The right treatment for George
George Ivil, 21, is about to finish his final year at university studying politics. He was diagnosed with enthesitis-related arthritis when he was 15. The two to three years following his diagnosis were a whirlwind and he experienced feelings of depression and loneliness which made life at home and at school difficult.
“I felt so low; I didn’t want to see or talk to anyone. My condition became severe very quickly and affected my whole body. I started treatment, and everything went downhill.
“The side effects made me very sick and I experienced extreme weight loss and bad acne, which knocked my confidence. I was in a lot of pain and under lots of stress physically and emotionally. I felt I had lost all my independence.
“Things improved when I changed medication. I was referred to a different hospital where I was put on Humira; this was a turning point for me.
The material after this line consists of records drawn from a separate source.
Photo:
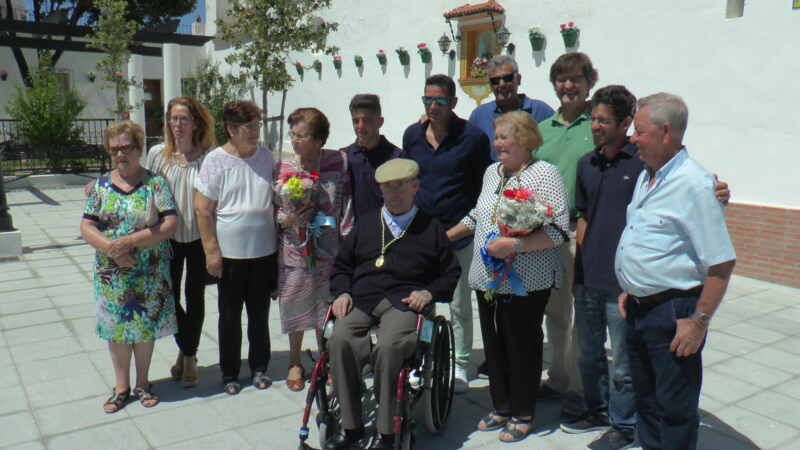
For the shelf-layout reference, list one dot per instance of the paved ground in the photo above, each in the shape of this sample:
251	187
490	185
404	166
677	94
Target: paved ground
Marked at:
55	373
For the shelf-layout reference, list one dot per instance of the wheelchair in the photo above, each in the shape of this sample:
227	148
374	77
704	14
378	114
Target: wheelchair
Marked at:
424	389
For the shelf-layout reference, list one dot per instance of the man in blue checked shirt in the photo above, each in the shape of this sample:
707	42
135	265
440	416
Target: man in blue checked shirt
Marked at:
673	262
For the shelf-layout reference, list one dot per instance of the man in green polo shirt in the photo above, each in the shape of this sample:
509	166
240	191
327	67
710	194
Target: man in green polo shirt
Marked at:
567	136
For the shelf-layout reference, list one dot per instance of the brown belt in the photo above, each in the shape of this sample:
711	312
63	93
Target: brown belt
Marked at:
661	297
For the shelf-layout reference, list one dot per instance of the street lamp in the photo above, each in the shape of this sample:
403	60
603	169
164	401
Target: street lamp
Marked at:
444	43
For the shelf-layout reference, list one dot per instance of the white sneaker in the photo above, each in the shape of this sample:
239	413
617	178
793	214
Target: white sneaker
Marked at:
461	383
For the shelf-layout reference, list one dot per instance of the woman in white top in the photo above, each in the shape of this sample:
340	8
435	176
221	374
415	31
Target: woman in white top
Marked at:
189	135
511	324
235	216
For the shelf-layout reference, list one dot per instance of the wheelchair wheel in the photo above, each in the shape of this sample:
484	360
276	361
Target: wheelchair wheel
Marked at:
439	373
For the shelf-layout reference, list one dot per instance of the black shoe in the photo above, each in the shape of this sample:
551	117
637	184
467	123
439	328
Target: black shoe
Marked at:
382	442
346	441
585	424
613	439
483	371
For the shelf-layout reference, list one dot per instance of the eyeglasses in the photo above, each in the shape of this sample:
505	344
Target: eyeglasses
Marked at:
395	185
574	79
494	81
298	136
180	120
124	149
251	126
441	101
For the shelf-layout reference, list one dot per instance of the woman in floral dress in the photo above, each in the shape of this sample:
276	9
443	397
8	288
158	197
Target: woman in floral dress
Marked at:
129	217
311	229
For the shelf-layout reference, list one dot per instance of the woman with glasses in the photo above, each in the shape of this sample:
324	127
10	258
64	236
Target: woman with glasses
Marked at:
128	218
235	217
312	224
189	135
511	316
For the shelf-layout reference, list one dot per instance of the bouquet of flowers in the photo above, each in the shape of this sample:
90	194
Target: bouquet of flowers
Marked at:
295	191
478	68
519	213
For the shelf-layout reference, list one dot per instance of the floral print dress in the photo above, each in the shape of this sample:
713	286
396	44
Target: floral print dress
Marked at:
133	304
303	291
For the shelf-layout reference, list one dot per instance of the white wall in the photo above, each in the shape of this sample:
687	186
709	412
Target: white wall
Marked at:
738	76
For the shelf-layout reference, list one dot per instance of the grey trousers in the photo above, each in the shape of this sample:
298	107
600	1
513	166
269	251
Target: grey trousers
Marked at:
350	349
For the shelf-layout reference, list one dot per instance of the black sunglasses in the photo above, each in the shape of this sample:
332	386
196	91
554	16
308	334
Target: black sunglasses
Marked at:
507	78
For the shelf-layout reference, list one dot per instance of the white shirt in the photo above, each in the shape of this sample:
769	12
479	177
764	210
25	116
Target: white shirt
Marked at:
181	182
242	188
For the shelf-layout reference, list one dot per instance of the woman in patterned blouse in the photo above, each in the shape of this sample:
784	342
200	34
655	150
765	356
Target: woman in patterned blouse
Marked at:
511	324
128	218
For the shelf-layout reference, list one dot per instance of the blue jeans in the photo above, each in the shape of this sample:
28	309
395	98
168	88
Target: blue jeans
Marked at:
667	387
604	387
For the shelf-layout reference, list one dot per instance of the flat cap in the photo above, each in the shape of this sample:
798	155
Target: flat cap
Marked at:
396	169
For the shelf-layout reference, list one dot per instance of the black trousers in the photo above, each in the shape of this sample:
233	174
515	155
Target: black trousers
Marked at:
190	318
511	327
245	283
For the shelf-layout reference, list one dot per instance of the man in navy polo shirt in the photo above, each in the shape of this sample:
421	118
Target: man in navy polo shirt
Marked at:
452	155
605	181
370	150
504	79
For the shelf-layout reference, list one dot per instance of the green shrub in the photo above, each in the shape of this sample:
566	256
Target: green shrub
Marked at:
46	111
213	89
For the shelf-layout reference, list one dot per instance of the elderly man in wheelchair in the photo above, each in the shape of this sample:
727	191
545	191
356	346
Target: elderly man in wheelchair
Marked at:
390	268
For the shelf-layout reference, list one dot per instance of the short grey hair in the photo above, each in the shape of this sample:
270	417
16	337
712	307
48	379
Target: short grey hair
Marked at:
500	61
667	108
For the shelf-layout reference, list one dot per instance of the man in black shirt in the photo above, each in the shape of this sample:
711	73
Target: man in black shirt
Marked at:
370	150
394	263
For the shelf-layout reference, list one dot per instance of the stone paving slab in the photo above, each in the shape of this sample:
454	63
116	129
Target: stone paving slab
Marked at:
55	373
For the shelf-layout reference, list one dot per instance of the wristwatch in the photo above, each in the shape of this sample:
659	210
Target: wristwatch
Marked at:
701	317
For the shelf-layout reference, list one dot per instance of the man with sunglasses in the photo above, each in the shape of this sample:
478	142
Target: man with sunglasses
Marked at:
504	79
452	155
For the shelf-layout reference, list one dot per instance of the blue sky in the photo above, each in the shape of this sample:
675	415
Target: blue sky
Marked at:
199	9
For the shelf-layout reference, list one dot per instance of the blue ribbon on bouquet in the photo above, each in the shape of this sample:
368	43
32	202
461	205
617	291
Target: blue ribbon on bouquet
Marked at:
319	223
501	269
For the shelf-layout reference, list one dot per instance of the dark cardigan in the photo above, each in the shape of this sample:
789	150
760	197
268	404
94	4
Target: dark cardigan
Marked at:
422	259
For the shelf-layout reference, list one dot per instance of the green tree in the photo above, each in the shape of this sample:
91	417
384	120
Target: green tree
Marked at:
213	89
263	32
145	13
46	111
113	33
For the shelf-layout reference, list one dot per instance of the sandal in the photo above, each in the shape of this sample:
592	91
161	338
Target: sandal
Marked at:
296	384
261	380
232	387
512	429
146	396
492	421
117	401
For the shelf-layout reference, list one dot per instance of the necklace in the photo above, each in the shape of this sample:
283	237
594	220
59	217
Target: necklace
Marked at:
502	185
381	259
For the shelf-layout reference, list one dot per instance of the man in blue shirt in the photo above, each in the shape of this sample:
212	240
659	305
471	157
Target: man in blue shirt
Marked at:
452	155
370	150
673	262
504	79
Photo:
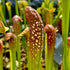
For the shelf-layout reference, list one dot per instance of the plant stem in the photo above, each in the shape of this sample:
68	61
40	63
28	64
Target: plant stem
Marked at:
47	3
24	20
56	66
69	58
16	8
2	15
10	16
3	4
29	2
57	17
65	27
19	52
1	62
45	51
50	62
13	59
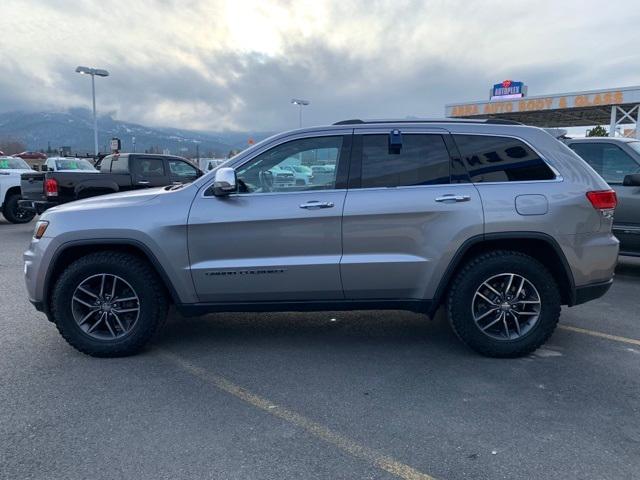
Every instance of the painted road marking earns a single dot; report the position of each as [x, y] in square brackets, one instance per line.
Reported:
[593, 333]
[336, 439]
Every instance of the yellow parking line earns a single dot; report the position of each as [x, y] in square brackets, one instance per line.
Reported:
[338, 440]
[593, 333]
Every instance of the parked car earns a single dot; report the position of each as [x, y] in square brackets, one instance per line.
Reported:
[323, 174]
[617, 160]
[28, 155]
[10, 194]
[501, 224]
[69, 164]
[118, 173]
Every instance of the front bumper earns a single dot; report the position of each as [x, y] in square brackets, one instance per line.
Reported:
[37, 206]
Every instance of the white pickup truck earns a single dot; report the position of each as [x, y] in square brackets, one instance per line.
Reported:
[10, 170]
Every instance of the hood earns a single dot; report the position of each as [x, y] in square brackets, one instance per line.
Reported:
[112, 200]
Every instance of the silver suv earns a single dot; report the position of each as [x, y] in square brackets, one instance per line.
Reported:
[495, 221]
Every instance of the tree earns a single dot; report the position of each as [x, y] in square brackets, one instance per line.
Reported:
[597, 131]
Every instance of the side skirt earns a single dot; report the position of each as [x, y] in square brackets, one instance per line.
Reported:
[195, 309]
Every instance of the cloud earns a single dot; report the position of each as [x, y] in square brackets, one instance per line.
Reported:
[235, 65]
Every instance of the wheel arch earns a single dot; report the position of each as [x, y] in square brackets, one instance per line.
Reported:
[540, 246]
[71, 251]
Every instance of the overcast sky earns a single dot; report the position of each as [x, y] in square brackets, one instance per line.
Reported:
[216, 65]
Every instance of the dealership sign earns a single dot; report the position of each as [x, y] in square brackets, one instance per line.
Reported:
[508, 89]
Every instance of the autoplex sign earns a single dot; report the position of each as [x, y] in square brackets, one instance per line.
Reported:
[537, 104]
[507, 89]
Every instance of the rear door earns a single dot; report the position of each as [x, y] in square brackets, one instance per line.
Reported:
[148, 171]
[407, 212]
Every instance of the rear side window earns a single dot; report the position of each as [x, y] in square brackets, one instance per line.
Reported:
[501, 159]
[609, 160]
[422, 160]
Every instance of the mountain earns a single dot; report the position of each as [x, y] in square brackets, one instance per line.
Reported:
[74, 128]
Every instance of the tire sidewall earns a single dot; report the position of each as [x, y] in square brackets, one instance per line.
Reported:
[141, 332]
[460, 306]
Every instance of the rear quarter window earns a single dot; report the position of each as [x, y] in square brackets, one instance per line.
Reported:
[501, 159]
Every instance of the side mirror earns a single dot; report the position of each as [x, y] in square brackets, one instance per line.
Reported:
[632, 180]
[225, 182]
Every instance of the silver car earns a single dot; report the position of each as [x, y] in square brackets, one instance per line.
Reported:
[496, 222]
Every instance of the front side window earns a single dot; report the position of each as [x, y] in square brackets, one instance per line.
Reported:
[299, 165]
[501, 159]
[150, 167]
[609, 160]
[423, 159]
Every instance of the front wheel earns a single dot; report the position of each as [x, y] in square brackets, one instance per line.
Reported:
[109, 304]
[504, 304]
[14, 213]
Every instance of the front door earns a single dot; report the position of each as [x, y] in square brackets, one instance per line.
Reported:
[613, 162]
[406, 214]
[277, 238]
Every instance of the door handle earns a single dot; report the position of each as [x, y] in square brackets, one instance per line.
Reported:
[450, 198]
[316, 204]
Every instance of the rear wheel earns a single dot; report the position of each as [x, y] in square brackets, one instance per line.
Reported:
[504, 304]
[109, 304]
[14, 213]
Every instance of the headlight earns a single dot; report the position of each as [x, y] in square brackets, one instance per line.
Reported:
[41, 227]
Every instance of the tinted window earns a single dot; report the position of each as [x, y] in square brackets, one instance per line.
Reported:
[182, 169]
[305, 164]
[501, 159]
[150, 167]
[422, 160]
[609, 160]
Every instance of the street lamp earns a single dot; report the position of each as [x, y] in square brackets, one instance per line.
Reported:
[301, 103]
[93, 72]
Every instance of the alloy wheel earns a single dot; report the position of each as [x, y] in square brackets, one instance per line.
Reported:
[105, 306]
[506, 306]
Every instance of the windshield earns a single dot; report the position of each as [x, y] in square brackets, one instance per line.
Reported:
[635, 146]
[74, 164]
[13, 163]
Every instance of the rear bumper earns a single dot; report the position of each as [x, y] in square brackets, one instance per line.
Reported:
[592, 291]
[37, 206]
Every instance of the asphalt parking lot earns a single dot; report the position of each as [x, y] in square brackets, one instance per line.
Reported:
[327, 395]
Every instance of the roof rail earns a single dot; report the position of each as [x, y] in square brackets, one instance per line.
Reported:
[492, 121]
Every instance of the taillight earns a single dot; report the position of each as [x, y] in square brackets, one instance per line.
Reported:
[603, 199]
[51, 187]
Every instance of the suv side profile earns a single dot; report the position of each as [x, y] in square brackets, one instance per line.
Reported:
[495, 221]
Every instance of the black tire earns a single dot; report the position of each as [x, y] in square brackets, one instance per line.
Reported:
[13, 213]
[142, 278]
[480, 269]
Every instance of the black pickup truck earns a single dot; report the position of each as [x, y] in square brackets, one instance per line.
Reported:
[118, 173]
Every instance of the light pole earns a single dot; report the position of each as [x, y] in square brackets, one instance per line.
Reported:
[93, 72]
[301, 103]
“I had reached a point where I wanted to drop out of school. I couldn’t even watch football because it was too painful and exhausting to travel there. My head of sixth form gave me a confidence boost and talking to him really helped push me in the right direction. He reminded me that I could achieve so much. Now I want to share my story with other young people going through a similar thing.
“I think I still struggle coming to terms with having arthritis sometimes. It can upset me when people ask about it, because I don’t want them to make any kind of judgement based on my condition. And sometimes I try to do too much despite it.
“But I think it’s so important that people understand more about the impact of this condition. I want to share my story with other young people going through a similar thing. I open up about my condition more now. My family and my girlfriend are very supportive, and my friends will often ask how I am, but not make a big deal out of it. I know they’re here for me, but it’s nice feeling like I’m not being treated differently because of my condition.”